In the last decade ‘omics studies have significantly increased the ability to characterize bacterial community profiles of unculturable bacteria. However bacterial composition does not necessarily reflect metabolic function [12]. Therefore charactering bacterial community presence alone does not provide meaningful functional data [34]. Metabolic profiling does provide a much greater insight into bacterial metabolism, however this can be a more powerful when using a multi-omics approach. Multi-omics approaches, provide a more holistic view of both structure and metabolic function. In ruminant studies Newbold and Ramos-Morales [34] predict a revival of batch culture work alongside ‘omics approaches to increase understanding of gut microbe structure and function. By including functional fermentation in our study and analyzing the metabolic profile of that substrate, thus taking a culture-omics approach, we have considered both in vivo data and modelled in vitro the effects of anthelmintic treatment on hindgut feed fermentation in horses. The holistic approach employed within our current study could also be used to investigate the effects of macrobiota within the gut microbiome at the time of anthelmintic administration.

There are some limitations to this study that should be recognized when interpreting the results.

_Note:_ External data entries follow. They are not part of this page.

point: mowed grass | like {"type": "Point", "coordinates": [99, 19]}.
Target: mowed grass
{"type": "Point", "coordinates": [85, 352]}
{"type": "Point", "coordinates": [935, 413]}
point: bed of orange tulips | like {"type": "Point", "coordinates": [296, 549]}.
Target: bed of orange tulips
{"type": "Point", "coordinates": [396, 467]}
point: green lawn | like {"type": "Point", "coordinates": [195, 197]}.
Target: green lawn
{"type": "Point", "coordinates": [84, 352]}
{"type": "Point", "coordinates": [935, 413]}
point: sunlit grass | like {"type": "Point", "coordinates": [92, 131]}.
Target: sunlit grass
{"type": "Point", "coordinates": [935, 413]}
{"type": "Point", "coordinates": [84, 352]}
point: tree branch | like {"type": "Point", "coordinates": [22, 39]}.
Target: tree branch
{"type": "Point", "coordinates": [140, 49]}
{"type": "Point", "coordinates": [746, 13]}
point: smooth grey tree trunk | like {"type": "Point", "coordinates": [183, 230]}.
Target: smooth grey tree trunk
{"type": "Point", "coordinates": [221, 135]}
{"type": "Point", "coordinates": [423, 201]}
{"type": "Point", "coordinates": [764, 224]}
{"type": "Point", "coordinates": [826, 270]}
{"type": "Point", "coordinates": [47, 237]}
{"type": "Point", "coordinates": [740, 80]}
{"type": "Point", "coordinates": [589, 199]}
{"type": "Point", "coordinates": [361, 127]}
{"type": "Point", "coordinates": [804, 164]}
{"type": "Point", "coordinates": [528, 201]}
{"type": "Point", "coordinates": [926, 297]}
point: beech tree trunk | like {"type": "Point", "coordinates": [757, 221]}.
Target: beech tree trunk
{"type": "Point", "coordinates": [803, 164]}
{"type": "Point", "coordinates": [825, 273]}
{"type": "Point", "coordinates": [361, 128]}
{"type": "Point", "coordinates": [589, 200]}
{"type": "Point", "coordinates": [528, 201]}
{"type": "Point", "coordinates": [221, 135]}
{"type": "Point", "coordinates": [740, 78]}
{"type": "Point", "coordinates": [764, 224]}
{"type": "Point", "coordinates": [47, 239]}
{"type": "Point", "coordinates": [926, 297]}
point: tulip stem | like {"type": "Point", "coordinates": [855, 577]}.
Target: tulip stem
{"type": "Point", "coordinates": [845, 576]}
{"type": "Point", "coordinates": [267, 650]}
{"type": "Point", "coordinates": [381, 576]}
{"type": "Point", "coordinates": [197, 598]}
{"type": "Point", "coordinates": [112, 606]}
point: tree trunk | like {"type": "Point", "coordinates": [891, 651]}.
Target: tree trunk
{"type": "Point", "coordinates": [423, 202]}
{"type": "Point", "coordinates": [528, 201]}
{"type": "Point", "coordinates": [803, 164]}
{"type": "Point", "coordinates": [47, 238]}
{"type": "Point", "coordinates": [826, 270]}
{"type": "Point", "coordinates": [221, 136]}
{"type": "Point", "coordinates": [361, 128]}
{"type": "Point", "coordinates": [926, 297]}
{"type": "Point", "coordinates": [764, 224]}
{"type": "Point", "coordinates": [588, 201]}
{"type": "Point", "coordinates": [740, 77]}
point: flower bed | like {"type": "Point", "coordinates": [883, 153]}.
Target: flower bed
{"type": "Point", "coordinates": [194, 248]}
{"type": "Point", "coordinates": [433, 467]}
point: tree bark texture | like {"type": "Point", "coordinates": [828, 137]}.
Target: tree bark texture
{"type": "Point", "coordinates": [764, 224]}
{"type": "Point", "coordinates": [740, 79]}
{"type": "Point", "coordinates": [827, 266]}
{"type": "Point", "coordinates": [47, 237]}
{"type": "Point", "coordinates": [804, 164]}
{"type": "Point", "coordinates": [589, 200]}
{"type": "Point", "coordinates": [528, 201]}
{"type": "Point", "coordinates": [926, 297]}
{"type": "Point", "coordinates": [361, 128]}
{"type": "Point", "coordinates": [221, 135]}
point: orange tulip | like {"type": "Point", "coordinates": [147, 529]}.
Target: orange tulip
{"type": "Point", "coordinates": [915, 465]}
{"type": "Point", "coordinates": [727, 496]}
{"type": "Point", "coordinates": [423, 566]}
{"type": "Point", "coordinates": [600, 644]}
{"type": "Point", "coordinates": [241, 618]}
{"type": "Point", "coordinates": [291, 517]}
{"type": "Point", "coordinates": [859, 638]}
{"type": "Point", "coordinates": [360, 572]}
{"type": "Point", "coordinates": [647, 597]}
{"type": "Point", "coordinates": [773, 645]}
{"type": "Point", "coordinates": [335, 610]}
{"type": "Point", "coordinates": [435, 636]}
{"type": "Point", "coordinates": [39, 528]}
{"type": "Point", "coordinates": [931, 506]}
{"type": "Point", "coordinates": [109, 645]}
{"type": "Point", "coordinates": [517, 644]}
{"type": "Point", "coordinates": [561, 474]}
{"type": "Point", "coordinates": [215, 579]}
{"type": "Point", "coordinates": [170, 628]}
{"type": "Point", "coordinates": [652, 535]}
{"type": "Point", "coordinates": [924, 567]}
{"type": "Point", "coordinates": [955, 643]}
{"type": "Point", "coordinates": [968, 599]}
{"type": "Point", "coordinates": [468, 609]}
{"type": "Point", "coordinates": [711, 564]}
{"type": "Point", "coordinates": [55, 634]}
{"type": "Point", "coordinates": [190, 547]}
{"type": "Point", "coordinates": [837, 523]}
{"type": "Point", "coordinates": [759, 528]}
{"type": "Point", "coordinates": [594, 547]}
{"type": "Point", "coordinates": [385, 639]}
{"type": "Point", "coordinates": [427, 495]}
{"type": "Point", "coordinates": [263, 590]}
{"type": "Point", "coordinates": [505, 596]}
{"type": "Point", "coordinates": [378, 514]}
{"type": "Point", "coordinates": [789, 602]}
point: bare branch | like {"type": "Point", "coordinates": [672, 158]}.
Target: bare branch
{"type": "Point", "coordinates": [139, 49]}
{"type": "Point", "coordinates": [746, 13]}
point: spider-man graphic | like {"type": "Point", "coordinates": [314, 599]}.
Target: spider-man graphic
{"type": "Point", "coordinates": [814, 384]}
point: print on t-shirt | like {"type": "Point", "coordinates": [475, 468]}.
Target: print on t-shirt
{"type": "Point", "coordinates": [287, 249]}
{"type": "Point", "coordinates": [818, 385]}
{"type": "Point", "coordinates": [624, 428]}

The feed fermentation element was conducted on a sub sample of donor horses from the main experiment (n = 7), this was due to practicality of sample collection, experiment set up and gas reading times. Furthermore in the pre-treatment fermentation experiment fermentation ceased earlier than the post treatment sampling time points, however the profile and kinetics of both treatment groups at this time point were comparable to the following time points. The fermentation samples that underwent metabonomic analysis were from a small sample group and this may explain the lack of difference in the predicted concentrations of the differing metabolites detected. In our study we used faeces as a proxy to represent the horses’ hindgut, however this does not necessarily reflect all regions of the hindgut [35, 36]. Faeces are commonly used as a non-invasive way to represent the hindgut ecosystem [37] and thus deemed a suitable proxy for our experiment. Notwithstanding these limitations, we believe these data do provide a meaningful insight into the effects on moxidectin treatment on the equine faecal microbiome.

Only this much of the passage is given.